Anika

Kurzprosa

von  Gabyi

Sie hatte einen Tag vor mir Geburtstag. Ihr Bruder Hansi war geistig behindert und trug Reklame-Zettel aus. Er hatte einen gelben Wellensittich, um den er sich rührend kümmerte. Anika schämte sich, dass sie einen schwachsinnigen Bruder hatte. Ich redete nie mit ihm, wenn ich sie besuchte. Als Kind war ich so konditioniert, dass ich erst redete, wenn ich gefragt wurde. Aber Hansi fragte nie.
Anika schlief Nachts im Schlafzimmer ihrer Eltern. Ihr Vater arbeitete als Ingenieur bei der TVA(Süd). Das bedeutet Technische Versuchsanstalt (für Torpedos). Er war sehr streng mit ihr und Anika durfte viele Sachen nicht machen, die mir erlaubt waren. Sie tat es aber trotzdem. Meine Mutter warnte mich vor ihrem Vater, weil sie fand, er hätte etwas anzügliches an sich. Sie benutzte aber ein anderes Wort. Ich jedoch merkte von alledem nichts. Anikas Mutter war eine ganz Nette, ganz im Gegensatz zu meiner. Sie schmierte uns Nachmittags Bahlsen-Kekse mit Margarine, was bei meiner Mutter undenkbar war und niemals vorgekommen wäre.

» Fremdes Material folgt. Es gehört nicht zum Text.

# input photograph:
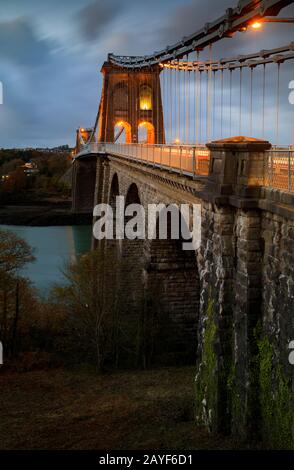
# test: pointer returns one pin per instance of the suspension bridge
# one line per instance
(163, 108)
(184, 126)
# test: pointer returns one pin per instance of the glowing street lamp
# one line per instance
(256, 25)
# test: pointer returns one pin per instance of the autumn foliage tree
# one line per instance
(16, 296)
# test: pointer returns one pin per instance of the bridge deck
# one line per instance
(193, 160)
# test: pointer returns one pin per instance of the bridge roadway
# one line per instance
(193, 160)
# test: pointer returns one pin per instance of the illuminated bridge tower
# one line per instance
(131, 105)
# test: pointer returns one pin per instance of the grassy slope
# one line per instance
(59, 409)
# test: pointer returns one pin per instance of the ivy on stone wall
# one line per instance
(276, 399)
(206, 378)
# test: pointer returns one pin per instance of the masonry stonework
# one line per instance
(228, 306)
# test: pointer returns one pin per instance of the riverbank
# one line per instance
(61, 409)
(42, 214)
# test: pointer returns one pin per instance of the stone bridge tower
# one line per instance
(131, 101)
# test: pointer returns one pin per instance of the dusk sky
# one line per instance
(51, 53)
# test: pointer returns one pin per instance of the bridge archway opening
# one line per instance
(172, 297)
(131, 290)
(122, 132)
(146, 133)
(145, 98)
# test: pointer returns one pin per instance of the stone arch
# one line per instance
(122, 132)
(131, 293)
(146, 133)
(120, 96)
(172, 294)
(145, 97)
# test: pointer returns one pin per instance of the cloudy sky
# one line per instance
(51, 52)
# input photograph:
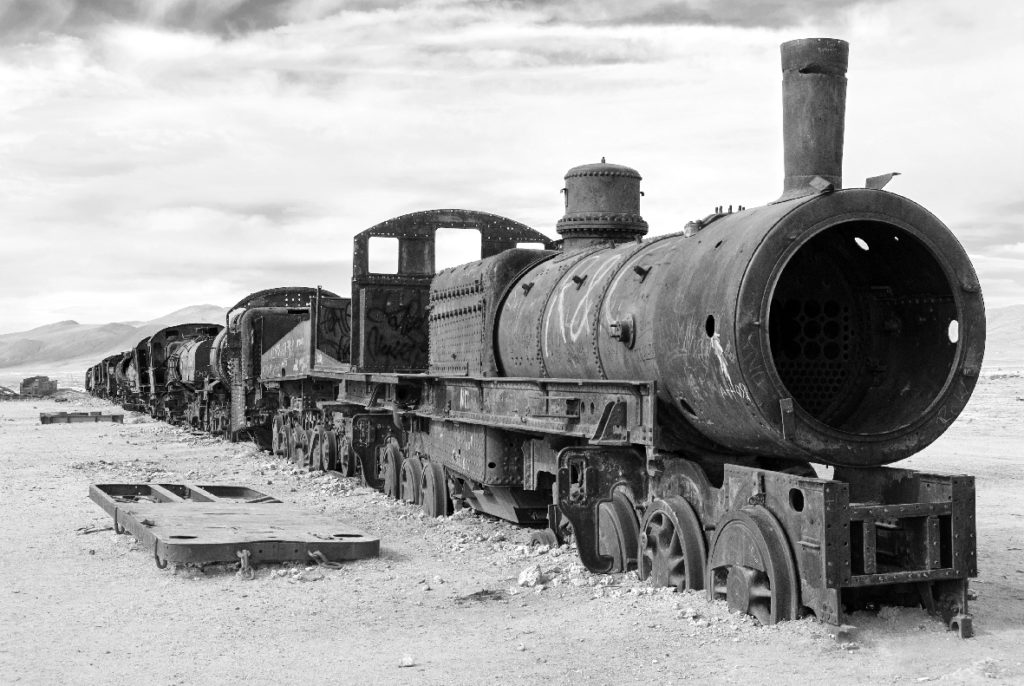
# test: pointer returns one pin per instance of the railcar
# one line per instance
(715, 409)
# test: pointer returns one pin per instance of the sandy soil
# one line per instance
(441, 604)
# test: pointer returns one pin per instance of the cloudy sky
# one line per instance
(158, 154)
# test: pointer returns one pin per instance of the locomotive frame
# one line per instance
(452, 389)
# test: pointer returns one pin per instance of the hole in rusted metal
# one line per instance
(797, 500)
(686, 406)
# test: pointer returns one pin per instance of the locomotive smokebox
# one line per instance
(602, 204)
(813, 112)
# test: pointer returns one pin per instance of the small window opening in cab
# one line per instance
(456, 246)
(383, 257)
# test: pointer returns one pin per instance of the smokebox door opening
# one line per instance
(859, 328)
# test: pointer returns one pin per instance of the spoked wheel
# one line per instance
(390, 468)
(409, 480)
(329, 449)
(345, 463)
(619, 532)
(751, 566)
(433, 491)
(672, 546)
(278, 435)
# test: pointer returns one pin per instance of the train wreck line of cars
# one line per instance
(665, 400)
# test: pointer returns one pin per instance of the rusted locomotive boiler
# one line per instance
(667, 398)
(230, 398)
(713, 408)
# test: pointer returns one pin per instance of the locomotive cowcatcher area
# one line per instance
(441, 604)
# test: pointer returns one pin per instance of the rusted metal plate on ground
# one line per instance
(76, 417)
(188, 523)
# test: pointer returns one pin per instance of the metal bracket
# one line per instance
(587, 476)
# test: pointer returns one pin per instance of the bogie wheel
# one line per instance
(751, 566)
(298, 445)
(672, 546)
(346, 461)
(390, 468)
(329, 449)
(619, 532)
(433, 491)
(289, 441)
(279, 435)
(409, 480)
(313, 448)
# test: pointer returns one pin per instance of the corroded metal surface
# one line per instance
(78, 418)
(192, 523)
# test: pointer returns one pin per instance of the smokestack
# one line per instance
(813, 112)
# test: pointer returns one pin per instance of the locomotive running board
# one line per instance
(77, 417)
(185, 523)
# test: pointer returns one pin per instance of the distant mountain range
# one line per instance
(59, 344)
(1005, 341)
(68, 348)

Anika hatte lockige, krause Haare, aber wollte lieber glatte haben. Sie hatte ein hübsches Gesicht mit vollen Lippen und sagte: Ich bin eine Mulattin. Sie besaß leichte X-Beine und sagte: Das liegt an Rachitis, das ist Vitamin D Mangel. Mit 13 Jahren brach sie sich am Strand den Ellenbogen, als sie von einem Klettergerüst stürzte. Sie kam dann ins Krankenhaus.

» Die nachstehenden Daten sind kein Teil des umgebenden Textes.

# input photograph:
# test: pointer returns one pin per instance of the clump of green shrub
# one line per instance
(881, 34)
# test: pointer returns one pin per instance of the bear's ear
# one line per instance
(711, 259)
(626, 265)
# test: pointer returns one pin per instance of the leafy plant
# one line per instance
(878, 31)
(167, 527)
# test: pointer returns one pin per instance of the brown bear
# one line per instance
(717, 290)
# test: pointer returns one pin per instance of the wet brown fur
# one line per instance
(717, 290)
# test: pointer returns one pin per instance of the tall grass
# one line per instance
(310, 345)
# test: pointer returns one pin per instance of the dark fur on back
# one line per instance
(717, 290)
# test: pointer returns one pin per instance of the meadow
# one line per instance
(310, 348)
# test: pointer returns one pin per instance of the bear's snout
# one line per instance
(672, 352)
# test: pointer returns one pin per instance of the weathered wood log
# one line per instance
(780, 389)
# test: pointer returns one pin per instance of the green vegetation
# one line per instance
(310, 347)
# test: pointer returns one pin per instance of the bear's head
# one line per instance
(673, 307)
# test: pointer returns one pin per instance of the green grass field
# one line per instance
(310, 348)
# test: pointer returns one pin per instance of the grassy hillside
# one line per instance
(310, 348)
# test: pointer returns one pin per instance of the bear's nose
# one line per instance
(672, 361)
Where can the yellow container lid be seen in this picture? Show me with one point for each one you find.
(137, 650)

Wenn ich sie zuhause besuchte, hörten wir Single-Schallplatten auf ihrem kleinen Elac-Plattenspieler. “For your love” von den Yardbirds oder “Lets spend the Night together” von den Rolling Stones. Nachmittags kletterten wir in ihrem Hof auf die Teppichstange oder spielten Gummitwist mit einer Mülltonne.
Man könnte Anika als lebenshungrig bezeichnen, ganz im Gegenteil zu mir. Sie probierte Haschisch und andere Drogen, war weiter entwickelt als ich und interessierte sich brennend für Jungs. Sie überredete mich, in den Sommerferien in der Milchbar der Seelust zu arbeiten und mobbte mich dort die gesamte Zeit über mit einem anderen Mädchen, das Ingrid hieß. Aus den Lautsprechern tönte “Je t'aime, mois non plus” von Jane Birkin. Ich verstand nicht, warum sie sich mir gegenüber so verhielt. aber ihr Charakter hatte sich schon vorher gezeigt, als sie mich mit 14 Jahren überredet hatte, mit ihr zusammen nach Flensburg zu trampen, um ihre Verwandten zu besuchen. Sie blieb dann einfach dort und ich musste alleine zurück nach Hause trampen, wobei ich ein sehr mulmiges Gefühl hatte. In der Untersekunda verließ sie das Gymnasium und ich habe dann nie wieder etwas von ihr gehört.